If the idea of sharing with someone you don’t know is putting you off, you could try putting your feelers out amongst friends and colleagues. Any extra income you generate this way can go straight into your savings and shouldn’t require too much of a lifestyle upheaval.
Perhaps your parents live too far away, and you don’t have a spare bedroom, but you’re living in a spacious flat in a popular location. If this is the case for you, you could consider moving to a smaller place somewhere less pricey, or even just renting a room short-term.
This’ll give you the best of both worlds: you’ll keep your independence but still be able to save a little extra each month.
Make your money work for you
Since we’re talking about a substantial sum of money, having your money in a bank account with the best possible interest rates could really pay dividends. If you haven’t already, do your research and consider what type of account meets your needs.
An instant access savings account could pay you up to 1.5% in interest whereas an ISA could be anywhere up to 2.3%. These rates change in line with inflation and can go up and down regularly though, so keeping your eye on the ball could be key to making the most of your cash.
If you’re in the process of paying off outstanding debts before applying for a mortgage, then make sure you’re not paying more than you need to be in interest rates.
To answer this, spend some time working out how much interest you’re currently paying on any outstanding debts and consider whether you’d save money if you moved it all into one place, and paid it off using either a debt consolidation loan or a money transfer card, for example.
Ask for help
The bank of mum and dad
If your parents are in a position to help you financially, then don’t be too proud to ask. In fact, one in four first time buyers and eight in 10 under the age of 30 are reported to have help from the bank of mum and dad in the current housing market.

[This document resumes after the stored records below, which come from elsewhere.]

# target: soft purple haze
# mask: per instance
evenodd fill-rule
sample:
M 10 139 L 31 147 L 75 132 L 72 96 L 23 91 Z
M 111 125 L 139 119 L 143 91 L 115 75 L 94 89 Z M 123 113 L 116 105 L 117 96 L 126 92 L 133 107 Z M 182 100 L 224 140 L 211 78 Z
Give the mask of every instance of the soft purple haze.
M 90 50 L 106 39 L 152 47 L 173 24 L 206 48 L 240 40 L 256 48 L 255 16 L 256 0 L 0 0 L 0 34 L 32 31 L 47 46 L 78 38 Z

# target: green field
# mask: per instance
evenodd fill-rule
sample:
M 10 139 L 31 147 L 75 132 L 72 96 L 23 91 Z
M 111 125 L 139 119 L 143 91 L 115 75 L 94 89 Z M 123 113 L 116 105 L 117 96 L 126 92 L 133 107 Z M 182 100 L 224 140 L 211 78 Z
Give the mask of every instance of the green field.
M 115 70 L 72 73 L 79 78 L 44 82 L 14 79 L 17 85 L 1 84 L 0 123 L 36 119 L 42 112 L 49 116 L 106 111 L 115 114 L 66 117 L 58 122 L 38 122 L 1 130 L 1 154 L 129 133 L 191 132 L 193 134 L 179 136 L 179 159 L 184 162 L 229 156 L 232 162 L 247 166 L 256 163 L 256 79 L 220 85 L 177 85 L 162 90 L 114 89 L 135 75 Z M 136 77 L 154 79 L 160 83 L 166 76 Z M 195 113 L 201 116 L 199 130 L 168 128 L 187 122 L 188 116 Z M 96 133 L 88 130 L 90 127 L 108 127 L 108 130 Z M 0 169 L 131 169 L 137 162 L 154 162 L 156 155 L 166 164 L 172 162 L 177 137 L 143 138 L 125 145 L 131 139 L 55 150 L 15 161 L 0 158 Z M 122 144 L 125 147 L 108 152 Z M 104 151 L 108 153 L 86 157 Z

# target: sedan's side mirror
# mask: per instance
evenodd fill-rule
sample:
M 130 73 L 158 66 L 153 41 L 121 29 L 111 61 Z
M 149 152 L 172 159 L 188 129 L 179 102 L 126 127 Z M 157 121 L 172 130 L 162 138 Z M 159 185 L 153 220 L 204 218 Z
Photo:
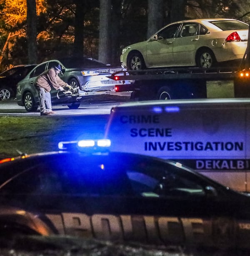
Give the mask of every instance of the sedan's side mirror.
M 158 36 L 157 35 L 154 35 L 153 36 L 153 39 L 154 40 L 158 40 Z
M 207 186 L 205 188 L 206 194 L 209 197 L 215 197 L 218 196 L 216 189 L 211 186 Z

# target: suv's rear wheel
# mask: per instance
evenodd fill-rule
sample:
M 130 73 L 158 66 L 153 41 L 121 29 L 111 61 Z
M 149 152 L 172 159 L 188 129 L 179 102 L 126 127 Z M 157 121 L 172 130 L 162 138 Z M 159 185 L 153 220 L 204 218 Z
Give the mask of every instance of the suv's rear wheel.
M 12 92 L 7 88 L 1 88 L 0 89 L 0 100 L 9 100 L 12 96 Z
M 34 97 L 30 92 L 26 92 L 23 97 L 24 107 L 27 111 L 36 111 L 38 106 L 34 100 Z

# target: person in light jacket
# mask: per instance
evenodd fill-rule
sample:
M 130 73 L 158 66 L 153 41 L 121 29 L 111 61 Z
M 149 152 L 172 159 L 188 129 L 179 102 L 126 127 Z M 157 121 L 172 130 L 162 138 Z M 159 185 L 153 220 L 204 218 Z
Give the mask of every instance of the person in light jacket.
M 52 87 L 56 90 L 63 91 L 64 87 L 72 90 L 72 87 L 62 81 L 58 76 L 62 70 L 58 64 L 42 73 L 37 78 L 35 84 L 39 92 L 40 113 L 41 115 L 49 115 L 56 113 L 52 110 L 51 96 L 50 92 Z

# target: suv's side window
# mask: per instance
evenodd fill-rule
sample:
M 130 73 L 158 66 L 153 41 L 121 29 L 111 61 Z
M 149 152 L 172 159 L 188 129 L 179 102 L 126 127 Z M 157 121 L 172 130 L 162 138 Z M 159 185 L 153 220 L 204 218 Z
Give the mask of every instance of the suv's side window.
M 35 77 L 41 74 L 45 70 L 45 66 L 46 64 L 43 64 L 37 67 L 34 72 L 30 74 L 30 78 Z

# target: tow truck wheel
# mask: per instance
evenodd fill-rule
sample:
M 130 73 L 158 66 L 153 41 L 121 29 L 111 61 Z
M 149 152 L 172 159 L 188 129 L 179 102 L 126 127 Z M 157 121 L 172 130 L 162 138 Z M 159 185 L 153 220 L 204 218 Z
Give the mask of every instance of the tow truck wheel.
M 24 107 L 27 111 L 36 111 L 38 106 L 34 100 L 33 96 L 30 92 L 26 92 L 23 97 Z
M 199 51 L 196 59 L 197 66 L 202 68 L 212 67 L 216 62 L 213 53 L 209 49 L 203 49 Z
M 11 91 L 7 88 L 1 88 L 0 89 L 0 100 L 9 100 L 12 96 Z
M 145 68 L 143 57 L 138 52 L 132 53 L 129 55 L 128 64 L 130 70 L 142 70 Z
M 69 84 L 70 84 L 70 85 L 71 85 L 73 87 L 73 89 L 76 88 L 77 87 L 79 87 L 79 89 L 78 90 L 76 90 L 74 92 L 76 93 L 79 93 L 79 90 L 80 90 L 80 84 L 78 83 L 78 81 L 76 79 L 75 79 L 75 78 L 72 78 L 70 81 Z
M 162 87 L 158 91 L 157 97 L 157 99 L 160 100 L 168 100 L 172 98 L 170 90 L 167 87 Z
M 69 104 L 68 106 L 70 109 L 77 109 L 80 106 L 80 102 L 75 102 L 72 104 Z

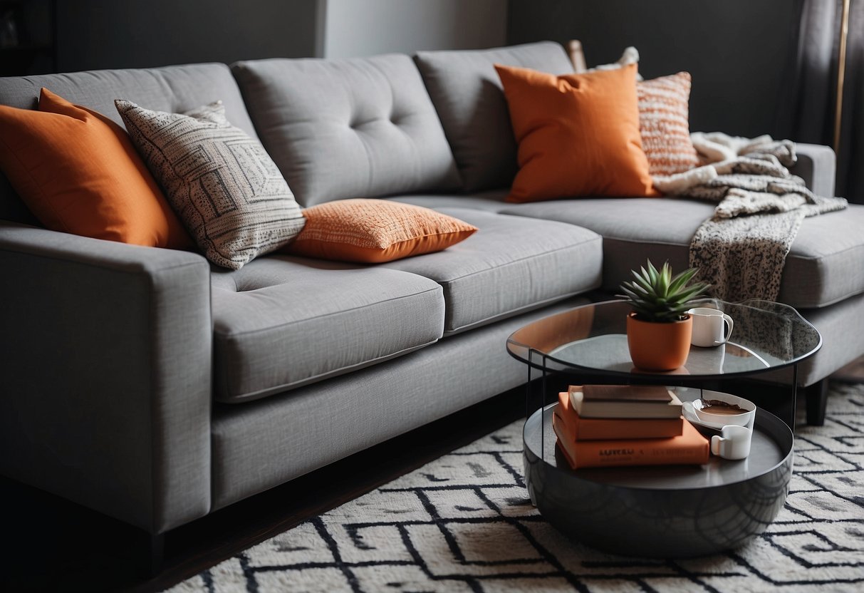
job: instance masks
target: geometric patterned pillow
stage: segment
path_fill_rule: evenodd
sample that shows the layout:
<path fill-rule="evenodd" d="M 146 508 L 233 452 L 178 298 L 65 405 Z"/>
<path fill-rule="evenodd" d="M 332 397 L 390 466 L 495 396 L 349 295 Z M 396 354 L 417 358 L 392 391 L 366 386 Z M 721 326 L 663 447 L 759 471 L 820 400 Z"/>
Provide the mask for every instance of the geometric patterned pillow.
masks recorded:
<path fill-rule="evenodd" d="M 690 84 L 686 72 L 636 83 L 642 150 L 652 175 L 674 175 L 699 166 L 690 141 Z"/>
<path fill-rule="evenodd" d="M 439 252 L 477 231 L 453 216 L 386 200 L 334 200 L 303 216 L 306 226 L 288 252 L 364 264 Z"/>
<path fill-rule="evenodd" d="M 204 255 L 239 270 L 306 222 L 261 143 L 228 123 L 221 101 L 187 113 L 117 100 L 132 143 Z"/>

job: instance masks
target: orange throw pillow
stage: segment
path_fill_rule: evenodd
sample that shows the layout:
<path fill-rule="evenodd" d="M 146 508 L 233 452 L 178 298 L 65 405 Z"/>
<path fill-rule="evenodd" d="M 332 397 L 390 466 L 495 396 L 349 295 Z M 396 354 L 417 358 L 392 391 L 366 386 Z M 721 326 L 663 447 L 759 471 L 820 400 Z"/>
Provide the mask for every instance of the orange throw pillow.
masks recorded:
<path fill-rule="evenodd" d="M 690 140 L 690 84 L 686 72 L 636 83 L 642 149 L 651 175 L 675 175 L 699 166 Z"/>
<path fill-rule="evenodd" d="M 659 195 L 642 150 L 635 64 L 562 76 L 495 69 L 519 147 L 507 201 Z"/>
<path fill-rule="evenodd" d="M 51 230 L 192 246 L 125 131 L 48 89 L 41 90 L 39 111 L 0 105 L 0 168 Z"/>
<path fill-rule="evenodd" d="M 435 210 L 385 200 L 337 200 L 303 216 L 306 226 L 284 251 L 364 264 L 440 252 L 477 231 Z"/>

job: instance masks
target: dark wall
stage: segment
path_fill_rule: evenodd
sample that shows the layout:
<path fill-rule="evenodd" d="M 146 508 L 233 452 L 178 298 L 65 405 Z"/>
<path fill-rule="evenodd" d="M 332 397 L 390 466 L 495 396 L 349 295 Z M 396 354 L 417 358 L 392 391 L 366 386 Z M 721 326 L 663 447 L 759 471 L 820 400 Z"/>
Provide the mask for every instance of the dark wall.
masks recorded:
<path fill-rule="evenodd" d="M 318 0 L 57 0 L 57 69 L 315 54 Z"/>
<path fill-rule="evenodd" d="M 582 42 L 588 66 L 639 51 L 646 78 L 693 76 L 690 130 L 784 136 L 778 112 L 797 36 L 797 0 L 510 0 L 507 40 Z"/>

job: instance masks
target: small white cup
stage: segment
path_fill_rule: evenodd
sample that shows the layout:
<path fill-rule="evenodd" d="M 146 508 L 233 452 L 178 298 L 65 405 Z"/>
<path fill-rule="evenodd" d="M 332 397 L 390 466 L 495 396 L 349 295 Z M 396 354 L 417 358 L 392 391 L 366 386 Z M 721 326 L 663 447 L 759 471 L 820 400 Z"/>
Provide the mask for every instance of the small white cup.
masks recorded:
<path fill-rule="evenodd" d="M 693 316 L 693 336 L 690 343 L 694 346 L 708 348 L 725 344 L 732 335 L 735 323 L 732 317 L 722 311 L 708 307 L 696 307 L 687 311 Z M 725 331 L 729 326 L 729 330 Z"/>
<path fill-rule="evenodd" d="M 711 452 L 723 459 L 745 459 L 750 455 L 753 436 L 746 426 L 727 424 L 711 437 Z"/>

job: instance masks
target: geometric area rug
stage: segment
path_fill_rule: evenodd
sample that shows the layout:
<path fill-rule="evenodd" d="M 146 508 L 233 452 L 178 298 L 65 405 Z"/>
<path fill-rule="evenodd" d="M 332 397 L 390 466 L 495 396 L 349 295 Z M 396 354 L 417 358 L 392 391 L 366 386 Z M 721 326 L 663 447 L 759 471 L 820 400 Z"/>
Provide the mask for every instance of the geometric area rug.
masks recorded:
<path fill-rule="evenodd" d="M 764 533 L 684 560 L 614 556 L 562 536 L 528 499 L 521 424 L 169 590 L 864 590 L 864 385 L 831 386 L 824 426 L 798 422 L 789 497 Z"/>

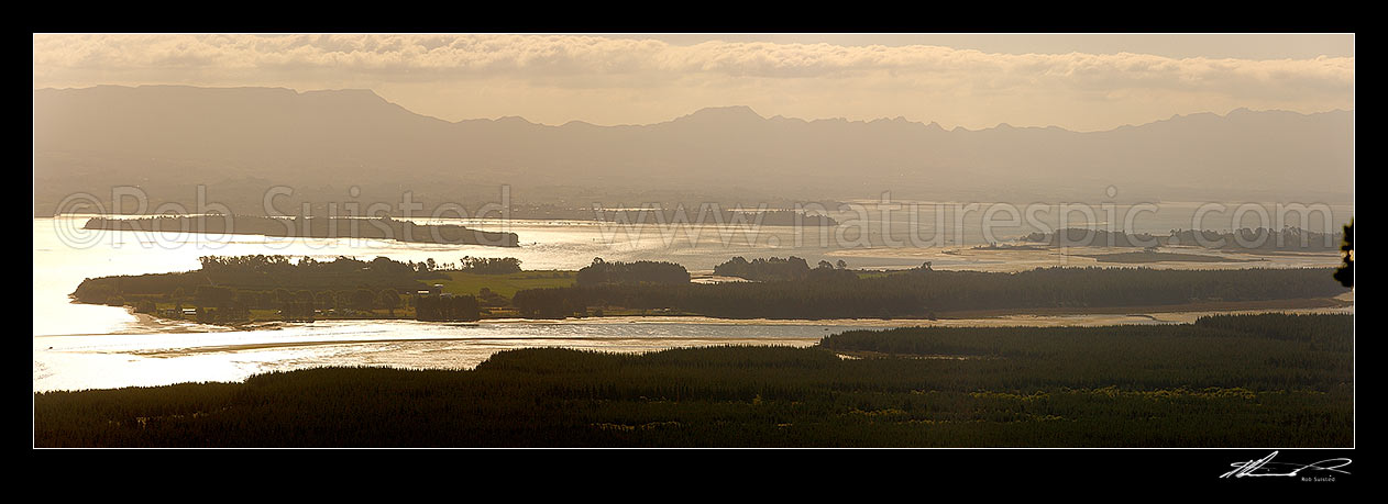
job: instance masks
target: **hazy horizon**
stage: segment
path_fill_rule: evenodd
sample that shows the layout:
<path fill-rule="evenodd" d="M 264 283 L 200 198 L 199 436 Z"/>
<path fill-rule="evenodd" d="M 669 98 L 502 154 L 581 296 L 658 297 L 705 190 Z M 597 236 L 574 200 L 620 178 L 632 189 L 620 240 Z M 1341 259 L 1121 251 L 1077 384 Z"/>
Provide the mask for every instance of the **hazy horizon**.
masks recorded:
<path fill-rule="evenodd" d="M 378 93 L 373 89 L 353 89 L 353 87 L 346 87 L 346 89 L 303 89 L 303 90 L 300 90 L 300 89 L 282 87 L 282 86 L 189 86 L 189 84 L 136 84 L 136 86 L 125 86 L 125 84 L 94 84 L 94 86 L 85 86 L 85 87 L 39 87 L 39 89 L 35 89 L 35 91 L 42 91 L 42 90 L 86 90 L 86 89 L 93 89 L 93 87 L 132 87 L 132 89 L 133 87 L 196 87 L 196 89 L 229 89 L 229 90 L 230 89 L 269 89 L 269 90 L 290 90 L 290 91 L 294 91 L 296 94 L 325 93 L 325 91 L 328 91 L 328 93 L 330 93 L 330 91 L 369 91 L 369 93 L 380 97 L 382 100 L 386 100 L 386 102 L 393 104 L 393 105 L 400 105 L 401 108 L 404 108 L 404 109 L 407 109 L 407 111 L 409 111 L 412 114 L 422 115 L 422 116 L 426 116 L 426 118 L 439 119 L 439 120 L 444 120 L 444 122 L 450 122 L 450 123 L 459 123 L 459 122 L 468 122 L 468 120 L 501 120 L 501 119 L 520 118 L 520 119 L 525 119 L 529 123 L 540 125 L 540 126 L 564 126 L 564 125 L 568 125 L 568 123 L 586 123 L 586 125 L 601 126 L 601 127 L 651 126 L 651 125 L 659 125 L 659 123 L 672 122 L 672 120 L 676 120 L 676 119 L 680 119 L 680 118 L 686 118 L 686 116 L 698 114 L 701 111 L 708 111 L 708 109 L 741 109 L 741 108 L 752 111 L 752 114 L 756 114 L 762 119 L 784 118 L 784 119 L 797 119 L 797 120 L 804 120 L 804 122 L 845 120 L 845 122 L 856 122 L 856 123 L 870 123 L 870 122 L 877 122 L 877 120 L 905 119 L 905 116 L 901 116 L 901 115 L 898 115 L 898 116 L 865 118 L 865 119 L 849 119 L 849 118 L 844 118 L 844 116 L 802 118 L 802 116 L 786 116 L 786 115 L 766 115 L 766 114 L 758 112 L 755 107 L 751 107 L 751 105 L 747 105 L 747 104 L 722 104 L 722 105 L 705 105 L 705 107 L 700 107 L 697 109 L 691 109 L 688 112 L 679 114 L 679 115 L 670 116 L 668 119 L 661 119 L 661 120 L 648 122 L 648 123 L 598 125 L 598 123 L 591 123 L 591 122 L 580 120 L 580 119 L 573 119 L 573 120 L 568 120 L 568 122 L 564 122 L 564 123 L 543 123 L 543 122 L 532 120 L 530 118 L 526 118 L 526 116 L 522 116 L 522 115 L 501 115 L 501 116 L 487 116 L 487 118 L 480 118 L 479 116 L 479 118 L 462 118 L 462 119 L 450 120 L 450 119 L 444 119 L 444 118 L 439 118 L 439 116 L 434 116 L 434 115 L 429 115 L 426 112 L 415 111 L 415 109 L 411 109 L 409 107 L 404 107 L 401 104 L 393 102 L 389 98 L 380 96 L 380 93 Z M 997 123 L 997 125 L 992 125 L 992 126 L 984 126 L 984 127 L 974 129 L 974 127 L 965 127 L 965 126 L 945 127 L 945 126 L 940 125 L 936 120 L 912 120 L 912 119 L 905 119 L 905 120 L 911 122 L 911 123 L 926 125 L 926 126 L 929 126 L 929 125 L 938 125 L 941 129 L 951 130 L 951 132 L 952 130 L 980 132 L 980 130 L 990 130 L 990 129 L 998 129 L 998 127 L 1012 126 L 1012 127 L 1020 127 L 1020 129 L 1055 129 L 1055 127 L 1058 127 L 1058 129 L 1063 129 L 1066 132 L 1073 132 L 1073 133 L 1102 133 L 1102 132 L 1112 132 L 1112 130 L 1116 130 L 1116 129 L 1120 129 L 1120 127 L 1126 127 L 1126 126 L 1127 127 L 1131 127 L 1131 126 L 1145 126 L 1145 125 L 1151 125 L 1151 123 L 1155 123 L 1155 122 L 1170 120 L 1170 119 L 1185 118 L 1185 116 L 1194 116 L 1194 115 L 1214 115 L 1214 116 L 1220 116 L 1220 118 L 1227 118 L 1230 114 L 1237 112 L 1237 111 L 1249 111 L 1249 112 L 1292 112 L 1292 114 L 1309 116 L 1309 115 L 1330 114 L 1330 112 L 1353 112 L 1355 109 L 1353 108 L 1349 108 L 1349 109 L 1334 108 L 1334 109 L 1319 111 L 1319 112 L 1298 112 L 1298 111 L 1288 111 L 1288 109 L 1280 109 L 1280 108 L 1255 109 L 1255 108 L 1248 108 L 1248 107 L 1238 107 L 1238 108 L 1234 108 L 1234 109 L 1230 109 L 1230 111 L 1226 111 L 1226 112 L 1203 111 L 1203 112 L 1191 112 L 1191 114 L 1173 114 L 1169 118 L 1153 119 L 1153 120 L 1149 120 L 1149 122 L 1135 123 L 1135 125 L 1133 125 L 1133 123 L 1119 125 L 1119 126 L 1115 126 L 1115 127 L 1110 127 L 1110 129 L 1092 130 L 1092 132 L 1072 130 L 1072 129 L 1067 129 L 1067 127 L 1063 127 L 1063 126 L 1059 126 L 1059 125 L 1020 126 L 1020 125 L 1013 125 L 1013 123 L 1008 123 L 1008 122 L 1001 122 L 1001 123 Z"/>
<path fill-rule="evenodd" d="M 951 46 L 952 44 L 952 46 Z M 1312 54 L 1316 55 L 1312 55 Z M 35 35 L 33 87 L 369 89 L 457 122 L 702 108 L 1103 132 L 1353 109 L 1353 35 Z"/>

Discuss how much you could borrow, and how much you could afford to pay back on top of your mortgage payments each month. But be careful not to stretch your finances too much, as this could lead to missed payments and possible tensions.
Help to buy schemes
If you’ve managed to save a bit towards your deposit already, then the government’s help to buy scheme could be worth looking into. Under the scheme, buyers are only required to save a 5% deposit with the government coughing up a further loan of up to 20%, and better still this is interest free for five years.
Bear in mind though, this scheme is restricted to the purchase of new build homes. It’s also worth remembering that if you haven’t repaid your loan by the time you come to sell your home, the government retains its 20% stake in your property, regardless of your house’s value.
There are mortgages available on the market that allow willing third parties (usually parents) to help you secure a deal. Through these, your parents could help without having to find a chunk of cash. Instead, guarantor mortgages involve your parents securing their own property (or another sizeable asset) against your mortgage, and for this reason they’re a big ask.
Consider shared ownership
Another more affordable option for those struggling to find money for a deposit is shared ownership and shared equity schemes. These involve buying part of a property and renting the rest, and could give you a foot on the property ladder without breaking the bank.
You’d still need to save money for a deposit under these schemes, however, it could be anywhere from 25-75% less (depending on your share of the ownership).
It might sound obvious but if you take a little time working out exactly how much you’re spending and on what each month, it’ll become easier to work out where you can save.
This isn’t just limited to cutting out that take away coffee every day either – it extends to regular outgoings, too, such as bills. People are often surprised at how much they can save by ringing up their utility providers and negotiating a new deal, and this goes for phone bills, broadband and various insurance providers. By doing this regularly you can save extra money towards your mortgage deposit without drastically changing your current lifestyle.